Dahlia Réda, Lundi, 15 avril 2013

Les impôts sur les acquisitions et les dividendes ne verront finalement pas le jour. Une orientation perçue par les économistes comme une consécration du libéralisme au détriment des classes défavorisées.

Les pauvres
Les investisseurs ont bien accueilli l'annulation des taxes sur les acquisitions. (Photo: Reuters)

La commission économique et financier du Conseil consultatif (Chambre haute du Parlement) a finalement décidé de renoncer aux 10 % d’impôt sur les acquisitions, les offres d’achat dépassant 50 % de la valeur boursière et les dividendes distribués aux actionnaires. L’annulation « sera discutée d’ici un mois maximum et il est prévu qu’elle soit approuvée », déclare Gamal Hechmat, représentant du Parti Liberté et justice et membre du Conseil consultatif. Paradoxalement, cette loi n’est pas entrée en vigueur.

L’Organisme des impôts, qui réclamait il y a deux mois à Orascom Construction and Industries (OCI) un impôt sur la vente de l’une de ses filiales, cherchait à donner l’impression que le texte avait été validé. Le gouvernement égyptien avait pris pour cible OCI pour le règlement rétroactif d’un impôt de 14,7 milliards de L.E. sur la vente de sa branche ciment au français Lafarge en 2007.

« C’était le début de la mise en oeuvre de cette politique visant à satisfaire les revendications du FMI qui sollicitait une véritable réforme du système d’imposition afin de combler le déficit budgétaire et d’obtenir le prêt de 4,8 milliards de dollars », note Gamal Hechmat Abdallah Chéhata, conseiller du ministre des Finances, a surpris le marché, le 8 avril, en revenant sur la volonté de faire passer cet impôt. Il justifie ce renoncement par le fait que le secteur boursier a beaucoup souffert ces deux dernières années. « La Bourse souffre d’une pénurie de liquidités et d’une vague de ventes », note Chéhata. Il affirme que le montant qu’aurait dû rapporter cet impôt pourra être facilement remplacé par d’autres sources de revenus : « Le gouvernement a plusieurs choix pour compenser la perte de ces recettes, mais nous ne sommes pas encore prêts à les faire connaître ».

Ce retournement a été mal perçu par les économistes qui aspiraient à ce que le régime mette en place de nouvelles règles garantissant plus de justice sociale.
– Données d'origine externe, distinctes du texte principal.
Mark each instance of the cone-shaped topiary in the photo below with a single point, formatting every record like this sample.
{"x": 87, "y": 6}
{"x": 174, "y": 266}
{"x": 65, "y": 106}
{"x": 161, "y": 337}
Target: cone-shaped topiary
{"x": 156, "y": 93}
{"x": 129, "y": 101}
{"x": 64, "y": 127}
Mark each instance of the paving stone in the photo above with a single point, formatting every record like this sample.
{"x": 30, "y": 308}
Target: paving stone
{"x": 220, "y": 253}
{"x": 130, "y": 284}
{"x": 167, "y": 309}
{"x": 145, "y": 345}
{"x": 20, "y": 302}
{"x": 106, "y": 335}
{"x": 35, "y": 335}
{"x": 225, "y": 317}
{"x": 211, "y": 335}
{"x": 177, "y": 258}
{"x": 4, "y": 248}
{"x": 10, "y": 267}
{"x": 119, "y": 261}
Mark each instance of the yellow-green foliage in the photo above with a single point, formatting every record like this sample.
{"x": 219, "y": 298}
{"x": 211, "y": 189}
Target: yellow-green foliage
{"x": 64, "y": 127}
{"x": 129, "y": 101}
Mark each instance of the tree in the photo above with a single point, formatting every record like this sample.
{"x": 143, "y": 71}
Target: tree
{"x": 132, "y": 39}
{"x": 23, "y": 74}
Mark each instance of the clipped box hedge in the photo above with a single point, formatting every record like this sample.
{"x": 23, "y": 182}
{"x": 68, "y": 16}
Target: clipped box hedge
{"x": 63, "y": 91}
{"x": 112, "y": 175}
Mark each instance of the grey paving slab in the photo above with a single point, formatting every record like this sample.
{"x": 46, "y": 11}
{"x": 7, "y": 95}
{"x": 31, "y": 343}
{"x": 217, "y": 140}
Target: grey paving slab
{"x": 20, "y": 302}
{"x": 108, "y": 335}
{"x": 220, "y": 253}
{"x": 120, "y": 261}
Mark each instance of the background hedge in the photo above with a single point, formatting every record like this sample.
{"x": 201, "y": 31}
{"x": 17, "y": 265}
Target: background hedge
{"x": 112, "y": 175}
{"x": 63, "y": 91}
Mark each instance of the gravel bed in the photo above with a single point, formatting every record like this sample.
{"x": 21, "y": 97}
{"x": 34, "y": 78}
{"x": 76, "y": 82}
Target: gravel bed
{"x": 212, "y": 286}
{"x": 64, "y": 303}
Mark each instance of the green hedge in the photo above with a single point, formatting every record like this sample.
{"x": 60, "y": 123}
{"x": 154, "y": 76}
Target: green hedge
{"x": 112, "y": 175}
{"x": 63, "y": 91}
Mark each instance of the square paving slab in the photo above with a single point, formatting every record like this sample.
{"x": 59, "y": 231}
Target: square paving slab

Beaucoup estiment que le régime islamique soutient le libéralisme. Cet impôt aurait été susceptible de rapporter entre 3 et 4 milliards de L.E. par an, d’après Moustapha Abdel-Qader, viceprésident de l’Organisme des impôts. « Je suis contre l’annulation de cet impôt. L’investisseur qui procède à une acquisition en Egypte, s’il ne paye pas l’impôt ici, il le paiera dans son pays. Alors pourquoi l’exempter ? », s’interroge Abdel-Qader. Hani Tawfik, PDG de Naeem Holding pour l’investissement, estime que les motifs derrière la volonté de mettre en place cet impôt étaient avant tout politiques et que le gouvernement visait à obtenir un soutien populaire. Alia Al-Mahdi, professeur d’économie, estime que ce revirement est une consécration du capitalisme « favorisant les intérêts des institutions financières accomplissant les acquisitions, au détriment de plus de 25 % de la population qui vit en dessous du seuil de pauvreté ».

Elle accuse par ailleurs le gouvernement de privilégier les intérêts des pays du Golfe. « Les rachats de BNP Paribas et de EFG-Hermes par les Emirats arabe unis et le Qatar devraient se faire prochainement », remarque-t-elle. Ces acquisitions auraient alors été soumises à cet impôt.

Elle souligne qu’aucune autre alternative ne pourra compenser la mise en place de cet impôt. « Pour compenser les recettes perdues, le gouvernement n’aura d’autre choix que le lancement des soukouk qui représenteront une sorte de crédits dus au gouvernement, d’accepter des dons d’autres pays ou d’imposer de nouveaux impôts indirects qui entraîneront une hausse des prix ! », s’insurge-t-elle .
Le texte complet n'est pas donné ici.